Tanz-Trilogie: Fest für die Sinne

Tanz-Trilogie (1)(Dietmar Laatsch) Es war wieder einmal ein Fest für die Sinne. Besonders für die Augen. Aber auch die Gefühle, die Seele, das Herz wurden angesprochen. Trilogie – feierte im Theater Hagen, im Großen Haus Premiere. Es begann eindrucksvoll und hörte auch so auf. Hugo Viera, Young Soon Hue und Ricardo Fernando erzeugten dabei trotz der Unterschiedlichkeit ihrer Themen, ihrer Bilder, ihrer Arbeiten einen durchgängigen Spannungsbogen auf einem sehr hohen Niveau. Perfekt dabei unterstützt durch Peer Palmowski mit seinen dazugehörigen Bühnenbildern, Spielen mit dem Licht und auch die Kostümierung von Heiko Mönnich gab den einzelnen Stücken ihre Ästhetik und erlaubte dazu dennoch sehr große Beweglichkeit. Die bei diesem sehr intensiven Tanz, diesem Lobgesang auf die Möglichkeiten der Körperlichkeit, faszinierte.
Beginnen wir mit Hugo Viera und zugleich Peer Palmowski, denn ohne seine stimmige Bühneninszenierung von „Mind over Matter“ wäre die Wirkung, übrigens in allen drei Stücken, nicht erzeugt worden. Im ersten Bühnenbild war das Spiel mit dem Licht ganz bedeutend. So wurde auch Tiefe des Raumes erzeugt, wo sie notwendig war und begleitete dann die einzelnen Bilder die Hugo Viera zeigen wollte perfekt, punktgenau, untermalend. Zur Musik von Max Richter komponierte Hugo Viera seine Choreographie übereinstimmend. Schon das eröffnende Solo von Shinsaku Hashiguchi war dabei ein opulenter Augenschmaus. Wie er den Menschen zeichnete, der sich verändernden Bedinungen stellen muss, der durch das Tal der Schmerzen, des Leidens, zu neuer Beweglichkeit gelangt. Thematisch ging es genau darum. Um die Herausforderung des Lebens zu meistern bedarf es des täglichen Kampfes, der Annahme der Begrenzungen, aber nur mit dem Ziel, über diese hinauszuwachsen. Dabei ging es auch sichtbar um Körperbeherrschung, Selbstüberwindung und Willensstärke. Wie bei der Metamorphose verwandelt sich der Mensch und kommt in sein nächstes Level, nur um dann wieder den Kampf mit sich aufzunehmen und alles erneut zu durchleben. Es kann und wird gelingen, war die Botschaft die Hugo Viera mit dem Schlussbild vermitteln wollte. Es war ein faszinierendes Spiel das sich da auf der Bühne vollzog. Atemlos betrachteten die Zuschauer, übrigens in allen drei Teilen, die Geschichte die ihnen durch wunderbare Tänzer und Tänzerinnen vermittelt wurde, um dann mit einem kräftigen, langanhaltenden Applaus auch den Akteuren die Anerkennung für ihre außergewöhnliche Leistung zu geben. Sehr sachkundig das Ballettpublikum, das eben nicht dazwischen klatschte und damit die Spannung aufrecht erhielt.

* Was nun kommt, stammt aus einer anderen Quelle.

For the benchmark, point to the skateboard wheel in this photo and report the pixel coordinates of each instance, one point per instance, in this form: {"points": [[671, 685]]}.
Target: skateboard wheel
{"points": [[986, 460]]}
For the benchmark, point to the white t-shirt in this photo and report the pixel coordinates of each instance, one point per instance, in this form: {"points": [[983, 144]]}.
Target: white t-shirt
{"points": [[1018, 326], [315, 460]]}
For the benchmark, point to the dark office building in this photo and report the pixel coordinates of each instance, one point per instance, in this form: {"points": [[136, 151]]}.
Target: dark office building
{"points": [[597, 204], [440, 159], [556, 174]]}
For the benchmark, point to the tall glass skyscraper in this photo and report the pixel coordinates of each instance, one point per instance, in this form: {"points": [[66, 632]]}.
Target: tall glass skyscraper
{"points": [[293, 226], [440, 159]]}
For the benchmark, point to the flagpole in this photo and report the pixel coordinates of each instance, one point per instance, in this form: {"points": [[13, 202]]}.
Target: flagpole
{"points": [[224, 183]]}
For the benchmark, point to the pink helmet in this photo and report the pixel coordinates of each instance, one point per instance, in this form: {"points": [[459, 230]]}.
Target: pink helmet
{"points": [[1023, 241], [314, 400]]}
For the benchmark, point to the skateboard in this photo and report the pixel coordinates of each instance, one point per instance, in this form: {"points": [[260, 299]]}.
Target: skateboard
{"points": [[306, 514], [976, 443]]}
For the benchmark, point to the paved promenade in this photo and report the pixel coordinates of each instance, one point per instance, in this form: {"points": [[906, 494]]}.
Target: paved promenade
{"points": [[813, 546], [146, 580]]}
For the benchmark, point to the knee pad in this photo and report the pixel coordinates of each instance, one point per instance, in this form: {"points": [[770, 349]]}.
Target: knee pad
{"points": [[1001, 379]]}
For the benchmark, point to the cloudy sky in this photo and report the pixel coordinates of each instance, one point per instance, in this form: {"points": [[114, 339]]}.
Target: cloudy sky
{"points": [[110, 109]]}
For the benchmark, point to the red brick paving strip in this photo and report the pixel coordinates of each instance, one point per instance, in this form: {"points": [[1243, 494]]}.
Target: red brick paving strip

Tanz-Trilogie IBei „Touch“ war es die Ästhetik und Anmut die besonders hervorstechend war. Hier hatte Peer Palmowski einen klaren Raum vorgegeben. Er hatte Türen, die mal offen, mal geschlossen waren, allein durch das Spiel mit dem Licht, vorgegeben. Es war wie auf einem Kontakthof, der Zuschauer in der Rolle des Voyeurs. Young Soon Hue wollte genau das. Die Zuschauer mitnehmen, sie Einblick gewinnen lassen in die Intimität von Beziehungen. Der Rote Faden, um den es in ihrer Geschichte ging war leuchtend dekoriert. Das Spiel der Akteure sehr intensiv, sehr lebensecht. Da wurde alles gezeigt, was im echten Leben so geschieht. Wie Beziehungen harmonisch sind, oder nur so wirken. Wie sie doch eine Offenheit für Selbsterfahrung brauchen, für ein sich Finden können. Um das Finden ging es zunächst einmal. Juliano Pereira und Tiana Lara Hogan waren die Suchenden, die zunächst sich erst einmal selbst erfahren mussten, hinreißend getanzt. Zu wem fühlen sie sich hingezogen? Mehr zum gleichen Geschlecht, oder doch zum anderen? Sie brechen dabei auch in Beziehungen ein, ungewollt, das wird dadurch möglich, weil diese eben nicht mehr so eindeutig eng gelebt werden. So sind wunderschöne Bilder zu sehen, kleine Geschichten, miteinander verbunden, wie Menschen ihre Beziehungen leben. Dabei werden verschiedene Stationen aufgezeigt. Frischverliebt, schon lange miteinander lebend. Nicht zufrieden und auf der Suche. Der Wille auszubrechen aus einer falschen Beziehung, die so nicht gewollt war. Dabei aber mit dem Partner kämpfend, der nicht loslassen will. Young Soon Hue lässt den Ausgang bewusst offen. Denn das Leben ist so eine Suche nach einer Beziehung die der Seele guttut. Wer ist der richtige Partner? Hier wird nicht moralisiert. Die Liebe ist frei, muss frei sein, unterstreicht sie mit ihren eindrucksvollen Szenen, durch phantastische Akteure vermittelt.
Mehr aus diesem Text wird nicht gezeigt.